For the second objective, we collected hyperspectral reflectance measurements for saltcedar plants from study sites in the USA and China. The US study site is located along the Forgotten River Reach (FRR) of the middle Rio Grande near the town of Candelaria, Texas (30.08°N, 104.42°W). Saltcedar has been established in the FRR for decades yet continues to displace native vegetation (Citation38) and is therefore an ongoing concern for weed management. The study site in China is located near the aptly named Tamarisk River (TR), a tributary of the Yellow River, in Jingbian County, Shaanxi Province, north-central China (108.04°N, 37.45°W) (Figure 3). The climate in both study regions is semi-arid to arid, with maximum summer temperatures as high as 40 °C and average annual rainfall amounts of around 30–40 cm. T. chinensis is the dominant species of saltcedar found at both sites (Citation9).

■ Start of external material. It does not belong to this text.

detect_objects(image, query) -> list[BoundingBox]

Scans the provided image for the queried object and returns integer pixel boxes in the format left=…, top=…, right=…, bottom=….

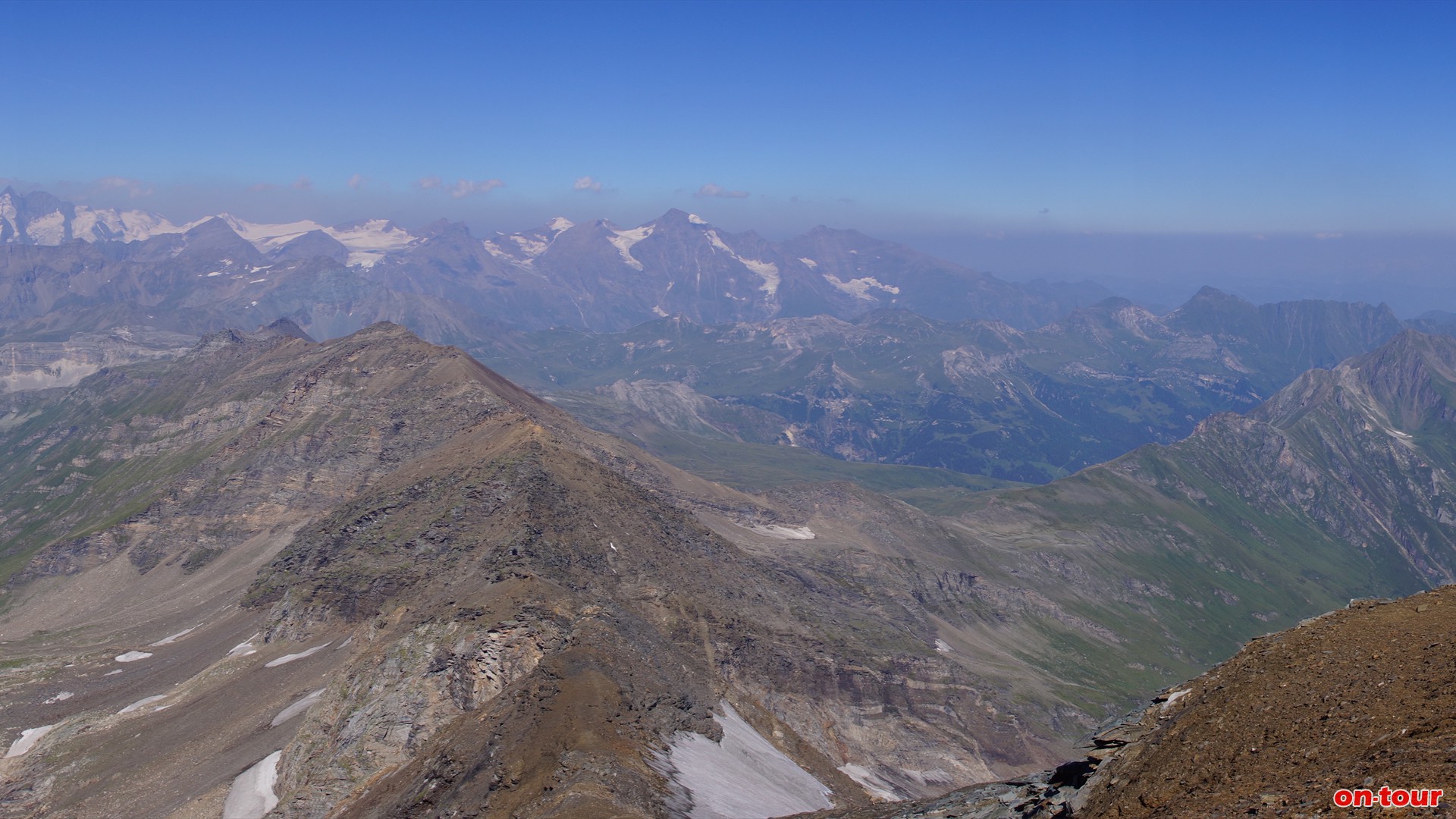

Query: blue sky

Figure 3. Study site locations for the FRR of the Rio Grande located in southwestern Texas, USA (top), and the TR located in Shaanxi Province, China (bottom).

Reflectance measurements were collected during the flowering period, which occurs in late March–early April in the FRR and mid-late July in the higher latitude TR site. Field campaigns were carried out during March 2006 for the FRR and July 2011 for the TR. Hyperspectral measurements were collected using portable, hand-held spectroradiometers (FRR: Analytical Spectral Device, Boulder, CO; TR: EKO Instruments, Co. MS-720, Tokyo, Japan). The instruments both have a 25° full angle cone of acceptance field of view and provide reflectance spectra at a spectral resolution of 10 nm in the ultraviolet/visible NIR range (350–1050 nm). While ideally the same type of spectrometer would have been used at both sites, it is not expected that the difference in manufacturer will have a significant effect on measurements since the specifications of each machine are similar.

Reflectance measurements of sub-canopy target plants were collected by pointing the fiber optic cable input vertically at breast height toward sun-illuminated branches. Each target was measured at least 10 times and measurements were averaged to reduce the effects from illumination variations, movement of branches by wind, and intrinsic noise from the sampling equipment. Care was taken to insure that the sky was nearly cloud free at the time of data acquisition, which in both locations occurred between 11:00 am and 2:00 pm local time. We sampled 13 targets in the FRR and 27 targets in the TR. Raw hyperspectral reflectance curves for several samples from each study site are shown in Figure 4. We used a standard t-test (p-value ≤ 0.05) to compare the means of the targets from the two study sites to determine if there were statistically significant differences in the curve features. The differences are used to infer findings regarding the chlorophyll content of the two spatially distant populations of saltcedar and are discussed in the context of the two environments.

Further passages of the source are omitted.